1946’da ilk çocukları Feridun dünyaya geldi. Onu 1950’de Haldun ve 1954’te Sadun izledi. Nevzat Bey ayni teşkilatta “başmüfettiş”liğe terfi etmişti. 1955 senesinde bu görevde iken Emniyet Müdürlüğüne geçti. Birinci Şube Müdürü olarak görevini sürdürdü. Kısa bir süre Sivas Emniyet Müdürü olarak çalıştı. Ardından İzmir Emniyet Müdürü oldu (3). İzmir’de görev yaparken kararlı ve gözüpek tavırları ile dikkatleri çekti. 27 Mayıs’ın ayak sesleri yaklaşırken İzmir’de ciddi olaylar yaşandı. Bunlar arasında en önemlisi muhalif tavrı nedeniyle iktidarın tepkisini çeken Demokrat İzmir gazetesi ve matbaasına düzenlenen saldırı idi. Emniyet müdürü Emrealp 29 veya 30 Nisan günü Demokrat İzmir matbaasına tecavüz edileceğini haber almış, durumu vali Kemal Hadımlı’ya iletmişti. Vali beyin cevabı “Evet nümayiş yapılacak, Demokratlar yapacak, biraz yumuşak davranın” oldu. Buna karşılık Nevzat Bey görüşünü “Ortalık heyecanlı, müsaade etmeyin” şeklinde bildirdi. Vali bey “bu kadar sentimental olmayın” diyerek görüşmeyi bitirdi. DP İl Başkanının saldırganları teşvik ettiği, olaylar çıkınca polisin suçluları tutukladığı ancak savcının müdahalesi üzerine tahkikatı derinleştiremediği Yassıada yargılamalarında mahkemenin gerekçeli kararında yer aldı. Nevzat Emrealp ayni dönemde İsmet İnönü’ye karşı tertiplenen bir tecavüzü de kararlı tutumu ile önledi (4).

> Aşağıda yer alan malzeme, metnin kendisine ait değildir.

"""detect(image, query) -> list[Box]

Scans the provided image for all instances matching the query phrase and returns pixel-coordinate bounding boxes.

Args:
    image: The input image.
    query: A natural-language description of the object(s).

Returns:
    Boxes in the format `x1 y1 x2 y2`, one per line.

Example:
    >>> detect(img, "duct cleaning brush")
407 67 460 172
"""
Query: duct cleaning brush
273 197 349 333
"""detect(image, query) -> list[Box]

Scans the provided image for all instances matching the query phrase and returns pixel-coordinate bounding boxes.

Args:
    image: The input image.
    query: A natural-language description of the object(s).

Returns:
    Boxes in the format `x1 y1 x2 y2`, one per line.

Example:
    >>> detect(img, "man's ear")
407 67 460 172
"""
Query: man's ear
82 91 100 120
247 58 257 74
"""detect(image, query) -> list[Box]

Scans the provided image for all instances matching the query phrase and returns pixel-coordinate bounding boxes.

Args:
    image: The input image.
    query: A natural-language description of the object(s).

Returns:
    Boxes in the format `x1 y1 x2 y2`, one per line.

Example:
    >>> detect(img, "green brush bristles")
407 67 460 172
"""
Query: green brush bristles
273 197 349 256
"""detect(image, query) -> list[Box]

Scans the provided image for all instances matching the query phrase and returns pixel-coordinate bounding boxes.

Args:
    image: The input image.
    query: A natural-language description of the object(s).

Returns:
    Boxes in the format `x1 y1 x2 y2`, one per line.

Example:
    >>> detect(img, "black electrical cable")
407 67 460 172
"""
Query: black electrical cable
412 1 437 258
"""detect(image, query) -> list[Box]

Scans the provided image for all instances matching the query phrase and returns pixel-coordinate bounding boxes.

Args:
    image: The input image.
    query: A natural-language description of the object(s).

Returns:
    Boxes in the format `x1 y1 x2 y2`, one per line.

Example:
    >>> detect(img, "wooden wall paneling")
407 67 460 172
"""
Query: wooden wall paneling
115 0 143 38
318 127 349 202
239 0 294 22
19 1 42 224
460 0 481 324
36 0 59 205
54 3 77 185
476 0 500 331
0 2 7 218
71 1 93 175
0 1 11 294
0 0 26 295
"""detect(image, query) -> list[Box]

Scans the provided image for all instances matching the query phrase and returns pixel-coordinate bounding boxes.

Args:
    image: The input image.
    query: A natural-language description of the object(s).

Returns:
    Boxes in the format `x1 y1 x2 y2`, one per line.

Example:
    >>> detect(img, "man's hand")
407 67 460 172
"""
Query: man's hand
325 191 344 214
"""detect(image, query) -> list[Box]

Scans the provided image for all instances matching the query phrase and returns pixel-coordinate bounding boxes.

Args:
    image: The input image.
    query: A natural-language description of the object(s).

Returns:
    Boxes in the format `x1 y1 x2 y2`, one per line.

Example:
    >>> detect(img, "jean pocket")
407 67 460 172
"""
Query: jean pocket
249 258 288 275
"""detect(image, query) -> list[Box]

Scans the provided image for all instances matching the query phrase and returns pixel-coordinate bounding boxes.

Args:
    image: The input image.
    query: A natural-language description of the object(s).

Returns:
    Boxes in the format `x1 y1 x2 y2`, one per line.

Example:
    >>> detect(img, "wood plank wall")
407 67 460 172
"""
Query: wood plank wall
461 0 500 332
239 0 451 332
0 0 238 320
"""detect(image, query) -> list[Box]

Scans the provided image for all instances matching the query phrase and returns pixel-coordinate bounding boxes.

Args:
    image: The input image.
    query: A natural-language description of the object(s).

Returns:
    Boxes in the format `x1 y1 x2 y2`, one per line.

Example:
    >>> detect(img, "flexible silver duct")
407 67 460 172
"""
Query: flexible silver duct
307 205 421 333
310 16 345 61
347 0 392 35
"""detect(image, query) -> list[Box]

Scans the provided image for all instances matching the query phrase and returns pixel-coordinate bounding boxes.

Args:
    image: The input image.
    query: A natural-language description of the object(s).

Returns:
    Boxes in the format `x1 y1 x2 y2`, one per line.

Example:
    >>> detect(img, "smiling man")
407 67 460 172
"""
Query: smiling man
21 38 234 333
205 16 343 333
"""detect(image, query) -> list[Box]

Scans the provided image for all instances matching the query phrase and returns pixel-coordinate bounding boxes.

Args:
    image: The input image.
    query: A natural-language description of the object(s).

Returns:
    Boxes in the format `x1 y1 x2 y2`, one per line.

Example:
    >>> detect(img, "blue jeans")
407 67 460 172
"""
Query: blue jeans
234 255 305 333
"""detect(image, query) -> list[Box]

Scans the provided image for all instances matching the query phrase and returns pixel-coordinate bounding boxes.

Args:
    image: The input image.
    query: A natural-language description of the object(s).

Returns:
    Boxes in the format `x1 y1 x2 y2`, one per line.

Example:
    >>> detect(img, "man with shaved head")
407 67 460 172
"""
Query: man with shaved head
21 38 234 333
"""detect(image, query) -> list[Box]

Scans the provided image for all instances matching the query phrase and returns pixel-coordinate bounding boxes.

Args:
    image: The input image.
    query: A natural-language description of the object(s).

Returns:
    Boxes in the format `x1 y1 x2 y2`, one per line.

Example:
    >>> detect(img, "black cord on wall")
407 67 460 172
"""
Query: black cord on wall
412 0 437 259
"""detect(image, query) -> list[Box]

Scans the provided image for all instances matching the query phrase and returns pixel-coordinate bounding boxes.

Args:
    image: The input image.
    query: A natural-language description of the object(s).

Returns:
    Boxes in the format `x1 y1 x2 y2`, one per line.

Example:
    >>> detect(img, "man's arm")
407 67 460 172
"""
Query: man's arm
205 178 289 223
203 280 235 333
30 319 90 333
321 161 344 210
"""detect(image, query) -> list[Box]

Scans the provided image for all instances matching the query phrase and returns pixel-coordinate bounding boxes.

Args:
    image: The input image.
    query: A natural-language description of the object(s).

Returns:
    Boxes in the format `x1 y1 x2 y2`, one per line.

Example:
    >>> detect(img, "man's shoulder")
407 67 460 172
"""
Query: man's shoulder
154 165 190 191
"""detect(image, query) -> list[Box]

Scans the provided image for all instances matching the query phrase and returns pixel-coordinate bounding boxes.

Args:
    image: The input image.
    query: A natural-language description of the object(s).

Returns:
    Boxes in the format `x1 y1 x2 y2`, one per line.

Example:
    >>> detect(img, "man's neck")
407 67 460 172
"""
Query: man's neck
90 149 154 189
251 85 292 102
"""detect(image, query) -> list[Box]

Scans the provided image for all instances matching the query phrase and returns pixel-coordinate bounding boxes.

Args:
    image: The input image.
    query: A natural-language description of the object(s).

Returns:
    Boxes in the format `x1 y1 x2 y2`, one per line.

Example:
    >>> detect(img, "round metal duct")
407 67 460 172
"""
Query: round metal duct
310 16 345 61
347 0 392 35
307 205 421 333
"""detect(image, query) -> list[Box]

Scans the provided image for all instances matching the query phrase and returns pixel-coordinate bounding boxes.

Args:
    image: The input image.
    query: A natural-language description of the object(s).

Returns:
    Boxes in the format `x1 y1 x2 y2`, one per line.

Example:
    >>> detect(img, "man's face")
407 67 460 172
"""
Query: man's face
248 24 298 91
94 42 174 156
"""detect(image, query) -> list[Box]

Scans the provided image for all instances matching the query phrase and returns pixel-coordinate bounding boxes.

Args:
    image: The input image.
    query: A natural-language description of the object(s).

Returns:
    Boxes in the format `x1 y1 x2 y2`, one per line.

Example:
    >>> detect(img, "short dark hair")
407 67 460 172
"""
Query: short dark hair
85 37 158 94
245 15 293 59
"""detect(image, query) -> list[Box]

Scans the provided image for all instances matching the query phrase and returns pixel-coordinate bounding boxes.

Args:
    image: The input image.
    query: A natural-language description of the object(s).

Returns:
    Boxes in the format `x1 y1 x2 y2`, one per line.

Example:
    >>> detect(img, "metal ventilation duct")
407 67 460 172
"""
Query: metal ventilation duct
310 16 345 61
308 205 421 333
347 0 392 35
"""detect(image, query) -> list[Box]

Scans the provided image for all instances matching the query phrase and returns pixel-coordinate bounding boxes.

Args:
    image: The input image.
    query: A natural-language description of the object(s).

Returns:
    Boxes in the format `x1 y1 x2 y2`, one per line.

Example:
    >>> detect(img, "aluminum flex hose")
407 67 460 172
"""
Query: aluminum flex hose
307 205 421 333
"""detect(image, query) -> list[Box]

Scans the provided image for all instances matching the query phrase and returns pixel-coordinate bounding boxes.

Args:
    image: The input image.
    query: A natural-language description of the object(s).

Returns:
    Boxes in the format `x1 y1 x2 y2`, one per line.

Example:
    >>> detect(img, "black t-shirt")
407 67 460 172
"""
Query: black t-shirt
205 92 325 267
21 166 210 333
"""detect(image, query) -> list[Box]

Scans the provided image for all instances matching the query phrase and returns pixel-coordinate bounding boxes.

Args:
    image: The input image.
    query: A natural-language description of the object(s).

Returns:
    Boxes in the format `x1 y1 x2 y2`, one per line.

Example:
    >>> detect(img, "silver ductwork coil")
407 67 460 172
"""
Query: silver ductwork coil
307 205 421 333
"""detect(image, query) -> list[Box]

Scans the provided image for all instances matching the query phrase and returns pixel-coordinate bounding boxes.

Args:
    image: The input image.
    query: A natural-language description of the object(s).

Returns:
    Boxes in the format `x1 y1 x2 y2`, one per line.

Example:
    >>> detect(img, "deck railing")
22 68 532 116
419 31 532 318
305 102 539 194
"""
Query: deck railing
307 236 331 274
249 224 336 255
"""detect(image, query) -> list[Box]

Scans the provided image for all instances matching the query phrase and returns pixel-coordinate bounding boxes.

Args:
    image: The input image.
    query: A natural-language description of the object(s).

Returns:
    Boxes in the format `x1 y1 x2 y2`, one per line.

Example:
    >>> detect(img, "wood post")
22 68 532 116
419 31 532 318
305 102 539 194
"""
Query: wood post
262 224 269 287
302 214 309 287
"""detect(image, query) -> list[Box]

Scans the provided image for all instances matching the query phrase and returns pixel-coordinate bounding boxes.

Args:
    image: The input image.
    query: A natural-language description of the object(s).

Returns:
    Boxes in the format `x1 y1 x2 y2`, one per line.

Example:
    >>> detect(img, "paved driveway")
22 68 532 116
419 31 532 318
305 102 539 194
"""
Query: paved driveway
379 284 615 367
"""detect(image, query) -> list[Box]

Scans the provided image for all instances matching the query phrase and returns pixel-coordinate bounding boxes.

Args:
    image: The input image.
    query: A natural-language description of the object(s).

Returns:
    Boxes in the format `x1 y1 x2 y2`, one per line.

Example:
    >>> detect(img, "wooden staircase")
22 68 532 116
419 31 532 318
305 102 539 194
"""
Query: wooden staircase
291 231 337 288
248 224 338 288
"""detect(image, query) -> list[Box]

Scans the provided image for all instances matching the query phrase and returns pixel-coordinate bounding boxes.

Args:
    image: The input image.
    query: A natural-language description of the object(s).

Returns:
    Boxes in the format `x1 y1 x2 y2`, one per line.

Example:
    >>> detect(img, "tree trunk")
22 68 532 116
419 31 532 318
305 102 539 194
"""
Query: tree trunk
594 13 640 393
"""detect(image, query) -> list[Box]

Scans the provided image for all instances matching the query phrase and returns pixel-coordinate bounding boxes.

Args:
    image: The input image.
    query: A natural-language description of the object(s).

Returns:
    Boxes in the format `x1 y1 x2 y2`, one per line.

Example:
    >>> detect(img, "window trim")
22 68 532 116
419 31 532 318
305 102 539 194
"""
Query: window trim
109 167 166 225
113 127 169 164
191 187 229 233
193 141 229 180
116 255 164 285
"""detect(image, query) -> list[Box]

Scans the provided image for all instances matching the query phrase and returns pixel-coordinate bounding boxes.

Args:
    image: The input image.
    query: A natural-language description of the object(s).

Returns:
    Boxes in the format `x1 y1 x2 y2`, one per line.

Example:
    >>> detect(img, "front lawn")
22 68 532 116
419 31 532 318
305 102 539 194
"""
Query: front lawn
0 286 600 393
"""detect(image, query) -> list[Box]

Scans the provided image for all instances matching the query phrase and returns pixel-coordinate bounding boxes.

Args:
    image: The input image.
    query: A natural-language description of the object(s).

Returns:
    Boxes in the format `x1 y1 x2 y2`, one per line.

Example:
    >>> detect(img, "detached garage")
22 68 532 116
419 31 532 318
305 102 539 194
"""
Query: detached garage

1959 Ağustos ayında İzmir NATO Karagahında görevli 4 Amerikalı çavuşun karaborsada dolar bozdurmak suçundan gözaltına alınmaları Türkiye – ABD ilişkilerine bomba gibi düştü. Olay 24 Ağustos tarihli Time dergisinde “İşkence Gören Çavuşlar” başlığıyla yer aldı (5). Yazıda “Tough Cop Emrealp” (Sert Polis Emrealp) ve benzeri sert ifadeler dikkat çekiyordu. Time dergisi Eylül 1959 sayısında yine aynı olaya yer verdi. Davanın duruşmaları devam ediyordu (6). Diplomatik kriz güç bela kapatıldı. Amerika’da Mayıs 2011’de yayınlanan bir doktora tezinde Türkiye’deki Amerikan karşıtı eylemlerin başlangıcı bölümünde bu olay anlatılıyordu (7).

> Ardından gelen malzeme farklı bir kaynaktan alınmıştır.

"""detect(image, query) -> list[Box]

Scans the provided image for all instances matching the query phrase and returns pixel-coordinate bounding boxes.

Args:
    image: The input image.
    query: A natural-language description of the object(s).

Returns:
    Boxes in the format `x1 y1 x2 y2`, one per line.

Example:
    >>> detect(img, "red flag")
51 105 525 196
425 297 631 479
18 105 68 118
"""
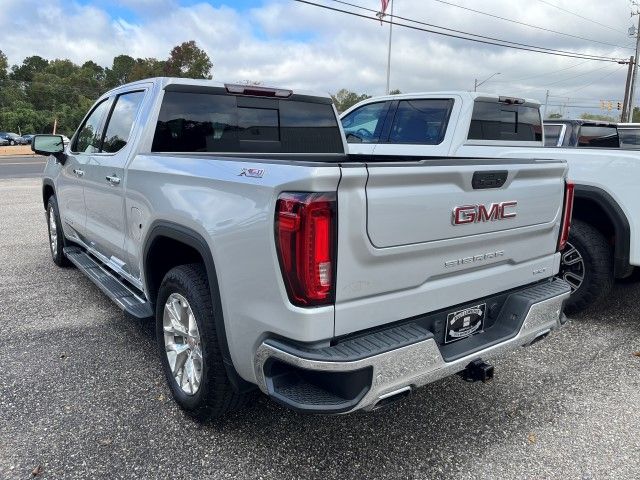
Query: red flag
376 0 389 25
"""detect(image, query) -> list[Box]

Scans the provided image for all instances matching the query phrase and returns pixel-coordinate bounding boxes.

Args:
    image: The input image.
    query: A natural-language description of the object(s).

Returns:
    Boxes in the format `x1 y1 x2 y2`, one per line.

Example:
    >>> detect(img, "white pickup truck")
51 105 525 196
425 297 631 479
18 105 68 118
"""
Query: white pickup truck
341 92 640 313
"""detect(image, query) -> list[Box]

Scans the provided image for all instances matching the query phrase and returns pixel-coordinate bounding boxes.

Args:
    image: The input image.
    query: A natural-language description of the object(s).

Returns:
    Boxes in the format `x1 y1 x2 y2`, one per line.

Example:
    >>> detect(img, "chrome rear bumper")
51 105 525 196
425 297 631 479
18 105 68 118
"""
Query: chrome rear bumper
255 279 570 413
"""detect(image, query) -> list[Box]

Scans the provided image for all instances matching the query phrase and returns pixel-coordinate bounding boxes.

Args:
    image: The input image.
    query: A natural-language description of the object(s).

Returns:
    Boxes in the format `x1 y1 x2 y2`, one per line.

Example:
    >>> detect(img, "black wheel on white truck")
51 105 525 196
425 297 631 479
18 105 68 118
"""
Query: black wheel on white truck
560 220 613 314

İzmir’de başka bir ilginç hadise CHP milletvekili Bülent Ecevit ve arkadaşlarının 19 Mayıs günü Atatürk Heykeline çelenk bırakmak ve saygı duruşunda bulunmak üzere gelmelerinde çıktı. Vali Kemal Hadımlı gelenleri polis zoruyla engellemek istedi. Tartışmaların büyümesi yine emniyet müdürü Nevzat Beyin sağduyulu yaklaşımı ile önlendi. Bu olay bir başka TAC mezunu, gazeteci Kayhan Sağlamer’in “Ecevit Olayı – Bir Başbakan’ın Doğuşu” kitabında detaylı şekilde yer aldı (8).

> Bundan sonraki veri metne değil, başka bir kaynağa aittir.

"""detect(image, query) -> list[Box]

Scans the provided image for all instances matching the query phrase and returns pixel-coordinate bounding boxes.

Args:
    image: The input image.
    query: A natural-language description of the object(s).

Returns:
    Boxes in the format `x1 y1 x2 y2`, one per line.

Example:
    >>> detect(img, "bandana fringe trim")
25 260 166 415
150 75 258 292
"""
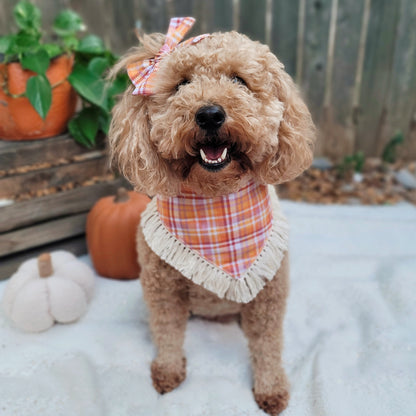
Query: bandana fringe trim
141 186 288 303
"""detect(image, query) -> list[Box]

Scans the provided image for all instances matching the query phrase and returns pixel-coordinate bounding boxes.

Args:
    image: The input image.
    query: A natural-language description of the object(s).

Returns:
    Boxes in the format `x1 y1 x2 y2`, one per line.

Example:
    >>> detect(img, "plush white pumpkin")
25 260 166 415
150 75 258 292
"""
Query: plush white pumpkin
3 251 94 332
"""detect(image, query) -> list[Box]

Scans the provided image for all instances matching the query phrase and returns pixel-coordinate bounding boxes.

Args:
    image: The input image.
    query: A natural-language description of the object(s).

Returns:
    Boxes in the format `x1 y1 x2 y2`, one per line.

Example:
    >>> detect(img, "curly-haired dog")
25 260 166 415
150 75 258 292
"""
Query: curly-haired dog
109 18 315 414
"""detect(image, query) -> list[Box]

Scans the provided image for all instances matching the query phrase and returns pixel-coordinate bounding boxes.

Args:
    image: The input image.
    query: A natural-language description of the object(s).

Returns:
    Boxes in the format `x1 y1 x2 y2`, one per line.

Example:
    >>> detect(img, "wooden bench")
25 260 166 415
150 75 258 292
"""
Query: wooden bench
0 135 126 280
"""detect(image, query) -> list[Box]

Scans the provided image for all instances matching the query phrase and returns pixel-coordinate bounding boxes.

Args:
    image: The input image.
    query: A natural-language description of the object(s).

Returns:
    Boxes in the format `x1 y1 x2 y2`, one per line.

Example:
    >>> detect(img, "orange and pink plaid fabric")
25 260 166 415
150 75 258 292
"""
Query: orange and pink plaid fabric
157 182 273 279
127 17 210 95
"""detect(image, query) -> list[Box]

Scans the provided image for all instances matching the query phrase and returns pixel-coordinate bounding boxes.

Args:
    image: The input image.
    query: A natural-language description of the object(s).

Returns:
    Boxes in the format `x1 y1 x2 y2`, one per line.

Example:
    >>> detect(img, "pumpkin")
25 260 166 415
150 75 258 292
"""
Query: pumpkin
3 251 94 332
86 188 150 279
0 55 77 140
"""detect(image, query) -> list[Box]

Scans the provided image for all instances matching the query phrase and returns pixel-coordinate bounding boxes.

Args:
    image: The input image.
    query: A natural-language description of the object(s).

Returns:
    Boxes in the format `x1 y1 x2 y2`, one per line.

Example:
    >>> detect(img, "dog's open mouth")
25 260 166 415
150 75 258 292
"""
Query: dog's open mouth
199 144 231 172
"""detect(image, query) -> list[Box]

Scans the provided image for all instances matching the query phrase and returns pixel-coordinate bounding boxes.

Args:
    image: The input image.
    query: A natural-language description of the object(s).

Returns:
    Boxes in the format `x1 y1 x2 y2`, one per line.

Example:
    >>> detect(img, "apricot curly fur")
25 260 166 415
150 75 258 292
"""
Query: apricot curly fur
109 32 315 414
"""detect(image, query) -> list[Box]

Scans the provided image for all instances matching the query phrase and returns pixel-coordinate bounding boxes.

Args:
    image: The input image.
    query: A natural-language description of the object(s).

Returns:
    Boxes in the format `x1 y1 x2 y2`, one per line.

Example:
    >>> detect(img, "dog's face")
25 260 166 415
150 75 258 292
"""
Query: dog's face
109 32 314 196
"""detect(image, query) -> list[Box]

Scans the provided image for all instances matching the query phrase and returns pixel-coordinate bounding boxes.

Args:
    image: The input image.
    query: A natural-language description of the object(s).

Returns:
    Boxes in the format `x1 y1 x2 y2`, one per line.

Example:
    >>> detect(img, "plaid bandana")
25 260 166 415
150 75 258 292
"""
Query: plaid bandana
127 17 210 95
157 182 273 279
140 182 288 303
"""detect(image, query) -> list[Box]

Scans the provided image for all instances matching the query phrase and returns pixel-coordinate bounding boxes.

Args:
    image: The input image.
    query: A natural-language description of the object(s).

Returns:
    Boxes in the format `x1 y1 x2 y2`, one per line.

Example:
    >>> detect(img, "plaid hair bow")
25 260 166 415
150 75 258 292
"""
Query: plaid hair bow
127 17 210 95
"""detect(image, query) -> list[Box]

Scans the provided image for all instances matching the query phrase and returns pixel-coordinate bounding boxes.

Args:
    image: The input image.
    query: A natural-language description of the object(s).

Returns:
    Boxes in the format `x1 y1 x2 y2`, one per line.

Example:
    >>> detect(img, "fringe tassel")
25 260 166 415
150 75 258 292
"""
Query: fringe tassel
141 187 288 303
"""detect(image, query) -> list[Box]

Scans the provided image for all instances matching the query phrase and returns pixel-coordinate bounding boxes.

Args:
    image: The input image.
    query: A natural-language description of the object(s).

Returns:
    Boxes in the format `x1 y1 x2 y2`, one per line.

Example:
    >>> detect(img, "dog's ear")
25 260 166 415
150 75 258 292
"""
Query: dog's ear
108 34 174 195
259 62 316 184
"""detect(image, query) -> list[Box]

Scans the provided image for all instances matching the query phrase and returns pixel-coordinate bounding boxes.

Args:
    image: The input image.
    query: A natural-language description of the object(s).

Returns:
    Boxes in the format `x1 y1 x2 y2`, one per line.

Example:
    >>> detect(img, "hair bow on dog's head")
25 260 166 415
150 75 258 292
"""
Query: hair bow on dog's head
127 17 210 95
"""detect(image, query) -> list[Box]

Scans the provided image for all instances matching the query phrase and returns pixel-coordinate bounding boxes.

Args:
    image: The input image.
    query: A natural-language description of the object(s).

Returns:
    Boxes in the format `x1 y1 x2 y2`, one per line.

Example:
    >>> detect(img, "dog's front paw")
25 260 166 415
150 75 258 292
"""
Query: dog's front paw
151 358 186 394
254 390 289 416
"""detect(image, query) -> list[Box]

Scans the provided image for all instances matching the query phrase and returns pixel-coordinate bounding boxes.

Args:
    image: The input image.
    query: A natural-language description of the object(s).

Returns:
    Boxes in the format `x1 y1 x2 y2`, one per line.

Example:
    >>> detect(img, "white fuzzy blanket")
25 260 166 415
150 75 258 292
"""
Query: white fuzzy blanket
0 202 416 416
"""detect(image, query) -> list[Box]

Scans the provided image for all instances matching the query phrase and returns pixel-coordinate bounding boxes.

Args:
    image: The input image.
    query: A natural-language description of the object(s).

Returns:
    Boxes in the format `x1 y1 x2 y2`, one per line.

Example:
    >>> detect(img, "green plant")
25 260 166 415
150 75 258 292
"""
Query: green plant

27 Mayıs 1960 ihtilalinin ardından tüm Türkiye’de emniyet müdürleri değişirken, sivil olarak görevine devam eden sadece İzmir’de Nevzat Emrealp’ti. Kısa süre sonra Nevzat Bey İstanbul Emniyet Müdürlüğüne atandı. Yaklaşık bir sene bu görevi sürdürdü. Ancak 30 Temmuz 1961’de istifa etti ve görevi Kurmay Yarbay Necati İşcan’a devretti (9). Ardından doğduğu kente, hep özlediği Mersin’e döndü. ATAŞ Rafinerisinde güvenlik müdürü olarak çalışmaya başladı. Bu çalışmasını emekli olana kadar sürdürdü.
Nevzat Bey yaşamı boyunca sporla iç içeydi. TAC’nde futbol, basketbol ve voleybol oynadı. Spora ilgisini daha sonraki yıllarda da sürdüren Nevzat Bey Çukurova İdman Yurdunun 15.6.1966’daki genel kurulunda yönetim kuruluna seçildi. Alınan kararla kulübün adı Mersin İdman Yurdu olarak değiştirildi. TAC sevgisini her zaman sıcak tutan Nevzat Beyin üç oğlu da TAC’de okudu ve buradan mezun oldular; Feridun ’64, Haldun ’69, Sadun ’74. 1967 sonbaharında okul yönetiminin kravat zorunluluğu getiren kararını protesto eden, aralarinda benim de yer aldigim son sınıf öğrencileri bir hafta okuldan uzaklaştırıldı. Nevzat Bey okul idaresi, veliler ve öğrencilerle görüşüp konunun halline yardımcı oldu.
Nevzat Emrealp genç yaşta, 1982 senesinde yaşama veda etti. Günümüzün toz duman ortamında bu ilkeli, aydın ağabeyimizi saygıyla anıyoruz.
(1) Nevzat Emrealp’le birlikte 1936’da mezun olanlar: Hüseyin Fehmi Abacı, Ali Fikri Alnıaçık, Feridun Ataizi, Necmettin Çetinsoy, Abdülkadir Gürpınar, İbrahim Gürsel, Osman Güzel, Cezmi Kıralp, Hamit Menemencioğlu, İhsan Oğuz, Ertuğrul Tımar, Hasan Topçuoğlu.
(2) Blood-Dark Track: A Family History, Joseph O’Neill, Granta Books, 2001.
(3)TARSUS AMERİKAN KOLEJİ MEZUNLAR CEMİYETİ ADRES KİTABI’nda (Yeni Mersin Matbaası, 1959) Nevzat Emrealp’in görevi İzmir Emniyet Müdürü olarak verilmektedir
(4) Şeref BAKŞIK, CHP İle Bir Ömür, Cumhuriyet Kitapları, 1. Baskı Şubat 2009
(5) Tortured American Sergeants, TIME Magazine 24.8.1959
(6) Sergeants on Trial, Cont’d, TIME Magazine 14.9.1959
(7)“A Correct and Progressive Road” U.S. – Turkish Relations, 1945–1964. Michael M. Carver. Ph. D. Dissertation, Graduate College of Bowling Green University, May 2011 (sayfa 288–294).
(8) Ecevit Olayı – Bir Başbakanın Doğuşu – 2. Cilt, Kayhan SAĞLAMER, Belge Yayınları.